FreeTitle: Inter-comparison and Validation of Remote Sensing Satellite based Soil Moisture.
Speaker: Stephanie Marquez, NOAA EPP/MSI CESSRST-II Fellow at UTEP
Date: Ocotber 24, 20223
Time: 1:30 PM ET
Venue: Virtual
Meeting Link : meet.google.com/spo-vxqc-nmb
Phone Number
(US)+1 219-321-0478
PIN: 651 945 406#
Abstract:
Inter-comparison and Validation of Remote Sensing Satellite based Soil Moisture.: This study explores the potential of using a random forest, gradient boosting and support vector machine model to predict soil moisture levels by incorporating both meteorological and biogeophysical data. The study utilized meteorological data such as temperature, albedo, and precipitation, and biogeophysical data including soil type, land cover, slope, elevation, and normalized differenced vegetation index (NDVI) from remote sensing sources. Additionally, in-situ soil moisture measurements from a Campbell Scientific Hydrosense II-12 sensor were incorporated as input parameters to train and test the model.
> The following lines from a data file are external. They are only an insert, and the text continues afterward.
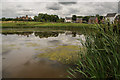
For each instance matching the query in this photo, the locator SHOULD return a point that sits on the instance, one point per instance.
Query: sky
(62, 8)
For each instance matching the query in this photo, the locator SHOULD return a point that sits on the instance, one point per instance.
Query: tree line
(48, 18)
(53, 18)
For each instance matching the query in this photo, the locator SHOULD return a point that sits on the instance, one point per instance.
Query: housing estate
(68, 19)
(93, 20)
(24, 18)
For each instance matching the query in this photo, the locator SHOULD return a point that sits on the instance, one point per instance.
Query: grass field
(43, 24)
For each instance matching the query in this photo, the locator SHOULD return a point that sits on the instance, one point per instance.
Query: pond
(39, 53)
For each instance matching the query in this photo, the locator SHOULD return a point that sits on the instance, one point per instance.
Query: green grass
(40, 24)
(102, 59)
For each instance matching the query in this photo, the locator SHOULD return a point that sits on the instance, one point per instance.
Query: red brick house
(93, 20)
(78, 20)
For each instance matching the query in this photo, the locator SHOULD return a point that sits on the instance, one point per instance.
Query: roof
(92, 18)
(78, 18)
(68, 18)
(111, 14)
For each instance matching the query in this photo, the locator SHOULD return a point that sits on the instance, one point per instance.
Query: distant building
(68, 19)
(117, 19)
(93, 20)
(78, 20)
(24, 18)
(111, 17)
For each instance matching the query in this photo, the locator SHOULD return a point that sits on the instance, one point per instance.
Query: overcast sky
(14, 8)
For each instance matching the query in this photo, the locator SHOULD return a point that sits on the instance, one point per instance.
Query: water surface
(38, 54)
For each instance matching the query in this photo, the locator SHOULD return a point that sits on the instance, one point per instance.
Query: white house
(111, 17)
(68, 19)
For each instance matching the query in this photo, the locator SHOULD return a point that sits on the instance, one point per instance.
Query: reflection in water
(27, 56)
(40, 34)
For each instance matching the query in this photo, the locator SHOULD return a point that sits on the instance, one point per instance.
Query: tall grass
(102, 59)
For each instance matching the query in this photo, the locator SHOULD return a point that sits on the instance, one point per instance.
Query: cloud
(13, 9)
(67, 3)
(53, 6)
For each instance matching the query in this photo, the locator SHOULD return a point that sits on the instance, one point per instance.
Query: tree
(74, 17)
(86, 18)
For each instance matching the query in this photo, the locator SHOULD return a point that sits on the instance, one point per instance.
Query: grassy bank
(102, 59)
(41, 24)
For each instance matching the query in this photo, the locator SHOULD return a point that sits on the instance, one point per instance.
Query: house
(117, 19)
(78, 20)
(68, 19)
(110, 17)
(24, 18)
(93, 20)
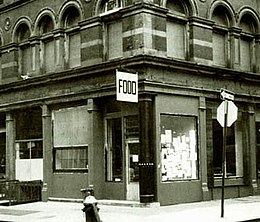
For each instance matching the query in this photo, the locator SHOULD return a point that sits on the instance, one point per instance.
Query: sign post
(226, 116)
(126, 86)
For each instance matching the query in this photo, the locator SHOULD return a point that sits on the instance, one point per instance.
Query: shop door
(132, 169)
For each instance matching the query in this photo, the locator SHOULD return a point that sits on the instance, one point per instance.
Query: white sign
(224, 94)
(126, 87)
(231, 113)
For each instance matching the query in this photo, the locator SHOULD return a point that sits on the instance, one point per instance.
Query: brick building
(62, 124)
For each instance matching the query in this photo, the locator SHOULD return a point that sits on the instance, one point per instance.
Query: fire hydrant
(90, 209)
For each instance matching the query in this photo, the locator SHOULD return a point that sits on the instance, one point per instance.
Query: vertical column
(252, 151)
(47, 152)
(203, 148)
(147, 149)
(10, 149)
(257, 49)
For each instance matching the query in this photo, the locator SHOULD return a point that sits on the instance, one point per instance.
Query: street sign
(226, 95)
(126, 86)
(231, 110)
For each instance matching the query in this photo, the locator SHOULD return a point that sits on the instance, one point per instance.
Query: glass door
(132, 169)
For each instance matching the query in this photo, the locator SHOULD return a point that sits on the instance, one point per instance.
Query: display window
(114, 150)
(258, 148)
(70, 149)
(179, 156)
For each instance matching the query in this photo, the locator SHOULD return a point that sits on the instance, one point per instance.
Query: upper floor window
(177, 29)
(220, 36)
(22, 35)
(72, 38)
(247, 43)
(47, 57)
(110, 5)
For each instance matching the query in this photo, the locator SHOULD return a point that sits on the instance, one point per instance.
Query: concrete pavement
(238, 209)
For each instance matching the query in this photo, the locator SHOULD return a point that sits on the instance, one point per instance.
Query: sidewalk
(239, 209)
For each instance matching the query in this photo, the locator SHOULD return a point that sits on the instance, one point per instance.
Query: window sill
(230, 181)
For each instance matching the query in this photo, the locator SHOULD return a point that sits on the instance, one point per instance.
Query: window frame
(67, 47)
(68, 148)
(195, 158)
(71, 144)
(223, 31)
(180, 20)
(249, 38)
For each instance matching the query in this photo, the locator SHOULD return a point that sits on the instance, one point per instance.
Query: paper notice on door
(135, 158)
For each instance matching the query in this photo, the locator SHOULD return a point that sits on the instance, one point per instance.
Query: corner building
(60, 121)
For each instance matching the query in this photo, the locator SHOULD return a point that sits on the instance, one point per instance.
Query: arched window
(247, 43)
(25, 56)
(177, 29)
(220, 36)
(47, 57)
(72, 37)
(110, 5)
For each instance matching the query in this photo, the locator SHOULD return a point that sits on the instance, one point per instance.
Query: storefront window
(179, 147)
(70, 139)
(218, 147)
(113, 152)
(258, 147)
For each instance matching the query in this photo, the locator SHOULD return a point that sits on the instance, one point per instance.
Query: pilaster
(203, 149)
(47, 152)
(10, 149)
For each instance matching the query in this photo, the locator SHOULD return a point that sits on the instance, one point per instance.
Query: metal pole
(224, 157)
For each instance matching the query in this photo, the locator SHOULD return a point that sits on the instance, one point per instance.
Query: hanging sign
(126, 86)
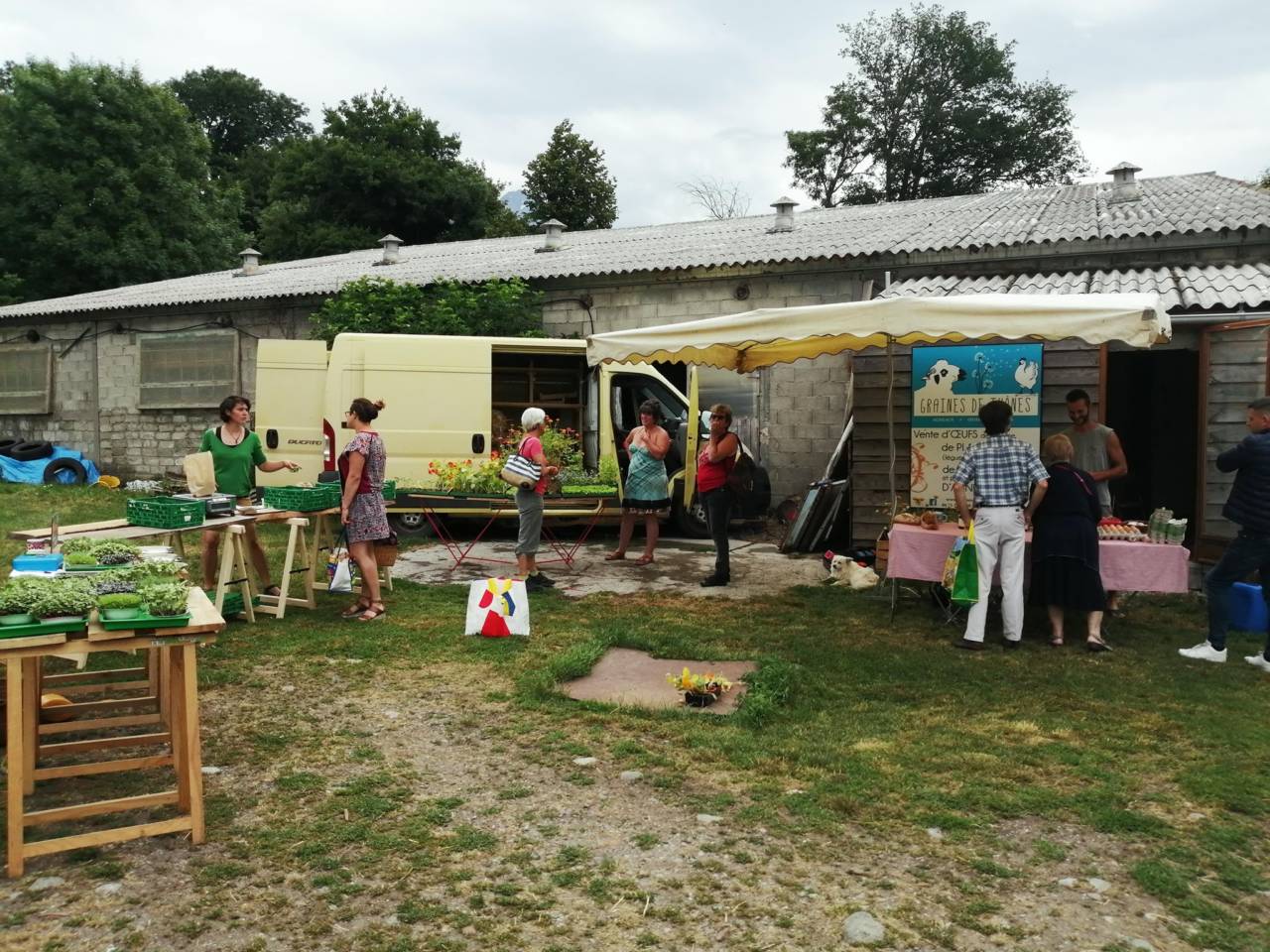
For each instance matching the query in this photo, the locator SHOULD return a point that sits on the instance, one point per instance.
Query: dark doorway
(1153, 407)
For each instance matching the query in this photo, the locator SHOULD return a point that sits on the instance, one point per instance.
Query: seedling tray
(145, 622)
(22, 631)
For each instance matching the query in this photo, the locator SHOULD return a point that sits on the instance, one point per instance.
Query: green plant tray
(166, 512)
(144, 622)
(304, 499)
(22, 631)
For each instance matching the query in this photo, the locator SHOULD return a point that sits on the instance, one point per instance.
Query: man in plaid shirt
(1008, 484)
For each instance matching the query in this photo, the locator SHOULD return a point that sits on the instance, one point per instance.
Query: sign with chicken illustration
(951, 384)
(498, 608)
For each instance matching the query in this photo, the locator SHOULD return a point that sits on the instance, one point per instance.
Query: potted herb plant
(166, 598)
(16, 603)
(119, 606)
(63, 602)
(699, 689)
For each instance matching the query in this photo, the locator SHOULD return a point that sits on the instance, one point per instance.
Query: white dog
(848, 571)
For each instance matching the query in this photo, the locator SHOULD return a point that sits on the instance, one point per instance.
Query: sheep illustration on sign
(951, 384)
(498, 608)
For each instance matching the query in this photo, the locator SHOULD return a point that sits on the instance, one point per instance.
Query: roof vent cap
(784, 207)
(250, 262)
(553, 232)
(1124, 185)
(391, 249)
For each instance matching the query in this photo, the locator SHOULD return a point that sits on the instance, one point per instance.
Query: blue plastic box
(39, 562)
(1248, 608)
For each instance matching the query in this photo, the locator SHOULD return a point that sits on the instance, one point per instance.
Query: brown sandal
(372, 613)
(356, 610)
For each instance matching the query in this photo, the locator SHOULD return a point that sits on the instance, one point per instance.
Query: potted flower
(699, 689)
(63, 603)
(166, 598)
(119, 606)
(16, 603)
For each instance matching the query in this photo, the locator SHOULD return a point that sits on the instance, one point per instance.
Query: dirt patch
(757, 567)
(566, 857)
(636, 679)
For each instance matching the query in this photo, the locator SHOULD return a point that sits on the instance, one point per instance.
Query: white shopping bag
(498, 608)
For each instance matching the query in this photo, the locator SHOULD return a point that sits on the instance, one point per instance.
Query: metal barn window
(189, 371)
(26, 380)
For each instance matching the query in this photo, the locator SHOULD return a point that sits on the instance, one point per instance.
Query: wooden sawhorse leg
(234, 558)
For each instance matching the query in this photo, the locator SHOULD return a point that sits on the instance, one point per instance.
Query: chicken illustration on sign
(951, 384)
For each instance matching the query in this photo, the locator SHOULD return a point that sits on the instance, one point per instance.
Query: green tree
(568, 181)
(244, 123)
(935, 109)
(504, 308)
(377, 167)
(103, 181)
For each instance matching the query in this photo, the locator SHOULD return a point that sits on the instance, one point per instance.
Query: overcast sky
(677, 90)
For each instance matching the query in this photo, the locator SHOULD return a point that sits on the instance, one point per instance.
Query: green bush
(119, 599)
(166, 598)
(63, 599)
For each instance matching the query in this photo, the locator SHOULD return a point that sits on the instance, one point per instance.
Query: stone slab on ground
(757, 567)
(638, 679)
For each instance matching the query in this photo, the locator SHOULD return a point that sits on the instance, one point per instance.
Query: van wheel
(691, 521)
(411, 524)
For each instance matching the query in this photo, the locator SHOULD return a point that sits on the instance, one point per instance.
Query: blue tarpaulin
(33, 470)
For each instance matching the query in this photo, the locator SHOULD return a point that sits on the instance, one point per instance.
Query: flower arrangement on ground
(699, 688)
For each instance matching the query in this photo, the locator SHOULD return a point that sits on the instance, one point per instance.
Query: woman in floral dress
(647, 493)
(361, 511)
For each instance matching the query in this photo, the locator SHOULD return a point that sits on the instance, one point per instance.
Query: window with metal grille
(189, 371)
(26, 380)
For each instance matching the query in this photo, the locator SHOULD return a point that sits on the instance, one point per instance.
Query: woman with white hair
(529, 502)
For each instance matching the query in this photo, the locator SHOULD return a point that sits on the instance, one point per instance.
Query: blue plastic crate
(1248, 608)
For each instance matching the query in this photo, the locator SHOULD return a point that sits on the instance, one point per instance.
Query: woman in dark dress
(1065, 551)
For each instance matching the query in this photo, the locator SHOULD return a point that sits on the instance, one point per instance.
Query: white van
(448, 398)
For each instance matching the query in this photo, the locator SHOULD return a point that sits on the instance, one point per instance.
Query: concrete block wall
(96, 386)
(802, 407)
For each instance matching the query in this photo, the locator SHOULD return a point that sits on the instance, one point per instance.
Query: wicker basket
(166, 512)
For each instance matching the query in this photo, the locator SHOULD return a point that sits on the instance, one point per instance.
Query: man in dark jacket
(1248, 507)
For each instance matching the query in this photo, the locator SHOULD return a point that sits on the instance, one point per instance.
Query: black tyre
(411, 524)
(79, 475)
(691, 521)
(24, 452)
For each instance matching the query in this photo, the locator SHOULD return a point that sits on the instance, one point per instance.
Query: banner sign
(951, 384)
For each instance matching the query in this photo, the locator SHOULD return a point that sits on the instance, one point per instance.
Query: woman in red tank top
(714, 463)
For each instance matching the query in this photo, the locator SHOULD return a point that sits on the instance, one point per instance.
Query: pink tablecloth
(1125, 566)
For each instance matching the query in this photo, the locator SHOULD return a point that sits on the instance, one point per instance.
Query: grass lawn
(853, 725)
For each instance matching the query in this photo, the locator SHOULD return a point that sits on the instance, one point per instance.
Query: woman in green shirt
(236, 453)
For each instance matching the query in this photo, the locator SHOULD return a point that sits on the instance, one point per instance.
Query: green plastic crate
(166, 512)
(304, 499)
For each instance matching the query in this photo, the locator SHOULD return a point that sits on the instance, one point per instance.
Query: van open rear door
(290, 384)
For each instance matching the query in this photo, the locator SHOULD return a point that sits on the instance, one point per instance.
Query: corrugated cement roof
(1179, 289)
(1173, 204)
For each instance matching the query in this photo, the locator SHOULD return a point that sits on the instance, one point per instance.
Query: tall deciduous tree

The dataset was collected from a soil moisture sensor network installed in Jornada Experimental Range, New Mexico during the summer of 2022. The results indicate that the gradient boosting model accurately predicts soil moisture levels, with an NSE score of 0.62, demonstrating the importance of combining remote sensing data with ground-based observations. This study showcases the potential of machine learning algorithms, particularly random forest models, to accurately predict future soil moisture levels, which could enhance the accuracy of satellite data and weather predictions.